Unfortunately, Con's irresponsibility and Add's dissatisfaction present seemingly insurmountable obstacles for their continued coexistence, with Add repeatedly trying to leave him while he begs her to stay. 

Regardless of what they do, however--including Add getting an illicit abortion and then waking up later to find Con missing and presumed in bed with Jackie again--everything resets itself in the morning (including her pregnancy) and the same day must be played out yet again with varying results.

Writer/director Michael Irish, in his feature debut, gives the direction and photography a sort of artsy hand-held casualness that fits the low-key material.  LIFE OF SIGNIFICANT SOIL isn't a comedy, although it has its sadly amusing aspects, nor does it veer into heavy drama, though sadly dramatic it often is. 

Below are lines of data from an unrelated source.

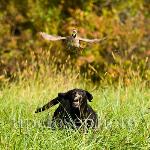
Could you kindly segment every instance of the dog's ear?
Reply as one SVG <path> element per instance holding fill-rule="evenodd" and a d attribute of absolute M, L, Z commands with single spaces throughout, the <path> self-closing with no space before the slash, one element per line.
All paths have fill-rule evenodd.
<path fill-rule="evenodd" d="M 86 96 L 87 96 L 87 98 L 88 98 L 89 102 L 91 102 L 91 101 L 92 101 L 92 99 L 93 99 L 92 94 L 91 94 L 91 93 L 89 93 L 88 91 L 85 91 L 85 92 L 86 92 Z"/>
<path fill-rule="evenodd" d="M 66 97 L 66 93 L 58 93 L 58 97 L 59 98 L 65 98 Z"/>

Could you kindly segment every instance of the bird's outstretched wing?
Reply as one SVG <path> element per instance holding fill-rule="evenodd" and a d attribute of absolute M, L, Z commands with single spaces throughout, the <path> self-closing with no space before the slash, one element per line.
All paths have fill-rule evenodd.
<path fill-rule="evenodd" d="M 88 43 L 98 43 L 98 42 L 101 42 L 101 41 L 105 40 L 106 38 L 107 37 L 104 37 L 104 38 L 101 38 L 101 39 L 85 39 L 85 38 L 77 37 L 77 39 L 79 41 L 88 42 Z"/>
<path fill-rule="evenodd" d="M 39 34 L 40 34 L 44 39 L 46 39 L 46 40 L 48 40 L 48 41 L 57 41 L 57 40 L 64 40 L 64 39 L 66 39 L 66 37 L 49 35 L 49 34 L 44 33 L 44 32 L 40 32 Z"/>

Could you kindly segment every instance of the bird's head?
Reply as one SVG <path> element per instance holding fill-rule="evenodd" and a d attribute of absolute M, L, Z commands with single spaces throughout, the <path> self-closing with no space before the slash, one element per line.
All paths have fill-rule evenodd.
<path fill-rule="evenodd" d="M 77 36 L 77 30 L 76 29 L 73 29 L 72 30 L 72 36 L 75 38 Z"/>

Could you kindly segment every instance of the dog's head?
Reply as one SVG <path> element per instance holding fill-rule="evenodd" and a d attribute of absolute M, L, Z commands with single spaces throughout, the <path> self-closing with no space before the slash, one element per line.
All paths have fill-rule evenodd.
<path fill-rule="evenodd" d="M 73 89 L 66 93 L 58 93 L 58 97 L 65 101 L 69 101 L 70 106 L 74 108 L 81 108 L 87 105 L 87 100 L 90 102 L 93 99 L 92 94 L 82 89 Z"/>

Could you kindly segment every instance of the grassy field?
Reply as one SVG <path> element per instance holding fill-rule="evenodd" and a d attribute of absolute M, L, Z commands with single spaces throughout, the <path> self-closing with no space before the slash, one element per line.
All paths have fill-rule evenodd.
<path fill-rule="evenodd" d="M 51 111 L 35 114 L 57 96 L 72 88 L 90 91 L 92 107 L 99 116 L 99 128 L 81 133 L 51 130 L 42 121 Z M 134 82 L 94 88 L 76 79 L 42 78 L 5 84 L 0 90 L 0 149 L 150 149 L 150 89 Z"/>

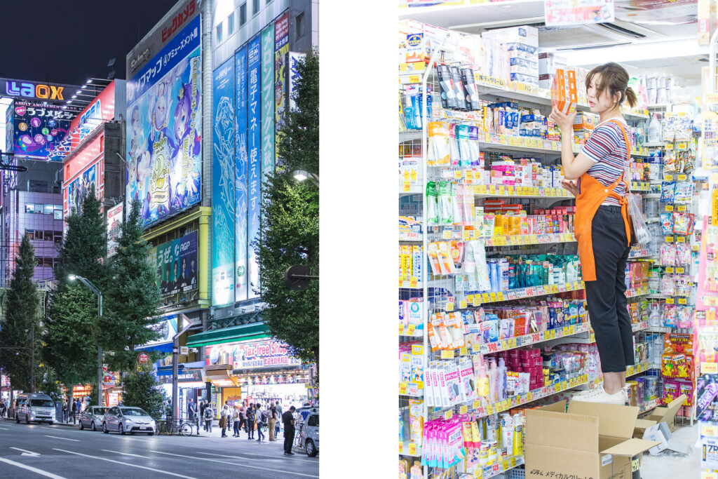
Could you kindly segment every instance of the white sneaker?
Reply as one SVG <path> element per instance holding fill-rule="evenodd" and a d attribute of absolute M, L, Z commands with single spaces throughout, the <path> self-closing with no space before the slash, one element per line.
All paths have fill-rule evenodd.
<path fill-rule="evenodd" d="M 574 396 L 573 400 L 584 402 L 600 402 L 605 404 L 618 404 L 619 406 L 625 405 L 625 399 L 623 392 L 618 391 L 615 394 L 609 394 L 602 387 L 597 388 L 596 391 L 592 394 L 578 394 Z"/>

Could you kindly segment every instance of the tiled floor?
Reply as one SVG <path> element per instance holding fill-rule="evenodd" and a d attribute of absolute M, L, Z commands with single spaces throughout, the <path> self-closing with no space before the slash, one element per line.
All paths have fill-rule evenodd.
<path fill-rule="evenodd" d="M 691 446 L 689 455 L 663 451 L 658 455 L 643 455 L 642 479 L 700 479 L 701 449 L 696 447 L 698 426 L 676 426 L 673 438 Z"/>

Instead, there's a sort of resigned existentialism and wistfully meta melancholy running through the story, during which the characters engage in much introspection and contemplation of their lot in life.  Add, especially, yearns for something more, yet is continually reticent to leave the dependant Con and venture into the unknown. 

All of this must sound like chick-flick hell to some, yet LIFE OF SIGNIFICANT SOIL is surprisingly watchable and engaging if you settle into it just right.  While the ending doesn't exactly blow the doors off the place, it's just oddly effective enough to leave me a bit wistful and contemplative myself.